Biden’s comments, and Beijing’s reaction to that speech, speak to a role reversal between the two nations: the US used to set moral, economic and political benchmarks for other countries. But as China becomes an increasingly confident world player, Washington is beginning to measure itself against Beijing in many ways, from the development of advanced technologies to geopolitical influence.
The Chinese Communist Party has in recent years grown increasingly confident that China is on an ascendent trajectory and will one day surpass its Western rivals. That view received a boost during the Trump presidency.
Despite his tough rhetoric on China, many Chinese nationalists hold the view that by withdrawing the US from global leadership and sowing political and social divisions at home, Trump gave China an opportunity to assert greater leadership in the world.
In June 2018, as the US and China began a lengthy trade war, Xi told a group of senior party, military and foreign affairs officials that China had entered the “best time for development since modern times,” while the world is undergoing “changes unseen in a hundred years.”
“The East is rising, and the West is declining,” he concluded — a message that has since been repeatedly pounded in the Party at various meetings and political studying sessions.
Officially, Beijing has repeatedly said China focuses on its own development and is not interested in promoting its political system or development model. But to party elites, international recognition of China’s ideological and political systems has always been important — and with the Communist Party’s centenary on July 1 that is only more acute.
For many, the Covid-19 pandemic was further vindication of Beijing’s rise.

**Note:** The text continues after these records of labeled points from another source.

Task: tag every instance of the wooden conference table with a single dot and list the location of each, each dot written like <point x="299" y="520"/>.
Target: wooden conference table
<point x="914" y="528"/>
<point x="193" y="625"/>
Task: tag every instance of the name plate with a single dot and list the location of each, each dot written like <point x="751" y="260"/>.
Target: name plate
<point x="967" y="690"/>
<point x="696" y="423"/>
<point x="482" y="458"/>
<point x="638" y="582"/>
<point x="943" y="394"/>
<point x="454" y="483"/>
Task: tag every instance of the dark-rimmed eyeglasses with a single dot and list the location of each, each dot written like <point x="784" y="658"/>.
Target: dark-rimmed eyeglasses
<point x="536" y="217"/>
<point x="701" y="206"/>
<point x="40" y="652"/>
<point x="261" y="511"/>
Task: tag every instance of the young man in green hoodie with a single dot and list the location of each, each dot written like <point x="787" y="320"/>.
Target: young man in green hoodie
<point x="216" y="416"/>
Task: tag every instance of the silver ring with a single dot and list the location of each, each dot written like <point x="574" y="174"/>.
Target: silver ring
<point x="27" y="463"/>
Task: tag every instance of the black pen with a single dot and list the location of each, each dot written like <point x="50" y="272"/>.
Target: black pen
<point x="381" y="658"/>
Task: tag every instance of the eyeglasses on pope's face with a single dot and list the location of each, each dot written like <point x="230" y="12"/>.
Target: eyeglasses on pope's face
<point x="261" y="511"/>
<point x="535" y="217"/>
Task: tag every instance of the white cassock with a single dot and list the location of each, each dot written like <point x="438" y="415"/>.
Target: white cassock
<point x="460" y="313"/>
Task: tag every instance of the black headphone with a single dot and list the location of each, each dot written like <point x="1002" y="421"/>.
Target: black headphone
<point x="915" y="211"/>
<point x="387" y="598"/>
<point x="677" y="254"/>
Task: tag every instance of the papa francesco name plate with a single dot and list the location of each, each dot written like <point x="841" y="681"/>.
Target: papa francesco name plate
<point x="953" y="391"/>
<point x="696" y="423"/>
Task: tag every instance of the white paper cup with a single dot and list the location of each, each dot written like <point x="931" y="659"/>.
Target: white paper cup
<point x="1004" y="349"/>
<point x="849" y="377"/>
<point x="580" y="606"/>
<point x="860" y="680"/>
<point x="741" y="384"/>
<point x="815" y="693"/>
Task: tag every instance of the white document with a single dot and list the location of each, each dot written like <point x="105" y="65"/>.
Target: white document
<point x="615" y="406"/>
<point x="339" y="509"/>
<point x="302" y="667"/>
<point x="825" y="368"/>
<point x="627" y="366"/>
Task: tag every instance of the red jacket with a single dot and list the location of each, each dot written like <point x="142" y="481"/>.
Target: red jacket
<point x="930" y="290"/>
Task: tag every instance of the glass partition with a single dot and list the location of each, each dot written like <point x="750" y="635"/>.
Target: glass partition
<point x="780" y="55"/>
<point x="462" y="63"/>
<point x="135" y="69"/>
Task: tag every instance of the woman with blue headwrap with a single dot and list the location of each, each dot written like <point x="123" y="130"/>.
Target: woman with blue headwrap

China’s ability to swiftly contain the outbreak — despite an initial mishandling — has been touted as a vivid proof of the superiority of its authoritarian political system, with the faltering response of Western governments cast as a fatal weakness of democracies. As the world’s major economies plunged into recession, China roared back into economic growth.
In his own address to senior Chinese officials in January, Xi said China now held the advantage.
“Time and the current trend of events are on our side,” he said. “This is where our composure, determination and confidence lie.”